Putin can end up like Nicholas II: how badly he is hit by failures in the war
Vladimir Putin is losing his rating among the population. Moreover, the fall of his “glorious” image began in 2010-2011.
This was announced on Channel 24 by Russian political scientist Abbas Gallyamov. He noted that at that time the protests of the opposition on Bolotnaya had conditionally “tarnished the reputation” of the head of the Kremlin. Although Putin succeeded in suppressing them, his ratings did not return to pre-crisis levels.
“Then came Crimea. It switched the people from the internal to the external agenda. Its electoral rating in 2014-2015 reached 76%,” the speaker noted.
Abbas Gallyamov on Putin's ratings among the population: watch video
However, already in 2020, the figure plummeted from 76% to 45% – almost a two-fold drop, the political scientist estimated. After that, Russian sociologists generally stopped publishing any research. And especially the electoral ones – the most objective in terms of support for the head of the Kremlin.

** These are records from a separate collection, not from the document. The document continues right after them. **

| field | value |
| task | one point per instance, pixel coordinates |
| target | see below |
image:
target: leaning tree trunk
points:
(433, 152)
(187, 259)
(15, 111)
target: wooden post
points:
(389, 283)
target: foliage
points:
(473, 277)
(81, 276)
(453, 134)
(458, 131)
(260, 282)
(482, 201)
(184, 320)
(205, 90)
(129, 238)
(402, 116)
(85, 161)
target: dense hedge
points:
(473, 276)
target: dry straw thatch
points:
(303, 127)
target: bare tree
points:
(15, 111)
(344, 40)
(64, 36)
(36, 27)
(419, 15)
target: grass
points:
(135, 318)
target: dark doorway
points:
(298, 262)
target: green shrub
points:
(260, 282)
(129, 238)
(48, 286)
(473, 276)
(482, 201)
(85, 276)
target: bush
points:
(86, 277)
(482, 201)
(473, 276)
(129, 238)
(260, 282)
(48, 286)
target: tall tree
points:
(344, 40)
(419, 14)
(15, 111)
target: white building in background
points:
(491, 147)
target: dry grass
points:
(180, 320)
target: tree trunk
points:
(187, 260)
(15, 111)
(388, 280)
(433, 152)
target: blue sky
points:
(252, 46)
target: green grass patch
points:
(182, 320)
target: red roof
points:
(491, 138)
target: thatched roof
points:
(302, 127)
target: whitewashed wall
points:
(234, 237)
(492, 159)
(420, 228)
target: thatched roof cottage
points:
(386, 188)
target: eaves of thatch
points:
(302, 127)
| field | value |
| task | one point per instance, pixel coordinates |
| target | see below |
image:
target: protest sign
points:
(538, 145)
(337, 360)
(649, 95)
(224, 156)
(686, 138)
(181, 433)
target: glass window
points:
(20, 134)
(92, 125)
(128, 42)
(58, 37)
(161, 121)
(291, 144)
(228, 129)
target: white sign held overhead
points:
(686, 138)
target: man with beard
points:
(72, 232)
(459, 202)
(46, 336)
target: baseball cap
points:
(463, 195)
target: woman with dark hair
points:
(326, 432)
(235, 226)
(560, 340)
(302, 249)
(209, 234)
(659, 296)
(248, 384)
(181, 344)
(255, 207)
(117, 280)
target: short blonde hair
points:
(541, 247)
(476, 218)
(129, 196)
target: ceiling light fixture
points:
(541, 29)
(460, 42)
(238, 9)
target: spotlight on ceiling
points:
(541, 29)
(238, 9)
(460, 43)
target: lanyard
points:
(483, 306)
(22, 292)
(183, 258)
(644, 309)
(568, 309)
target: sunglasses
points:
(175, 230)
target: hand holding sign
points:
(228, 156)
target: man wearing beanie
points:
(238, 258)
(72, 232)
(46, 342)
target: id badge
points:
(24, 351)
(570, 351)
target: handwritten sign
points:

“Thanks to the war, Putin wanted to consolidate citizens around him, as was the case in Crimea. But Crimea did not work out. An early victory too. And now defeats delegitimize Putin. They hit his base,” the expert explained.
Not strong and not powerful
Abbas Gallyamov noted that Putin's legitimacy is based on the assumption of strength, undeniable victory and failure against him. This is a kind of fatalism that makes Russians loyal. And yes, it crashes.
“Putin is not so strong. He does not always know what to do. Therefore, delegitimization is accelerating,” the political scientist described the processes.
He gave an example of the story of a sixth grader who made an anti-war drawing. Her father, who also opposes the war, is sent to jail, and the girl herself may end up in an orphanage.
Internal erosion is in full swing. And there will be a moment when he will weaken because he is losing the war. When it all explodes. Putin, if he does not come up with some reasonable maneuver (for example, nominates a successor), then he can really end up like Nicholas II, Abbas Gallyamov summed up.
How Putin Loses Trust: The Facts
- At the end of 2022, Russian oligarchs turned their backs on Putin en masse. They were hit hard by the sanctions because of the war.
- Serbian President Aleksandar Vucic, who previously boasted of his friendly relations with the head of the Kremlin, condemned a full-scale invasion in early 2023.
- Even Viktor Orban and Alexander Lukashenko are surprised from time to time by statements against their friend Putin.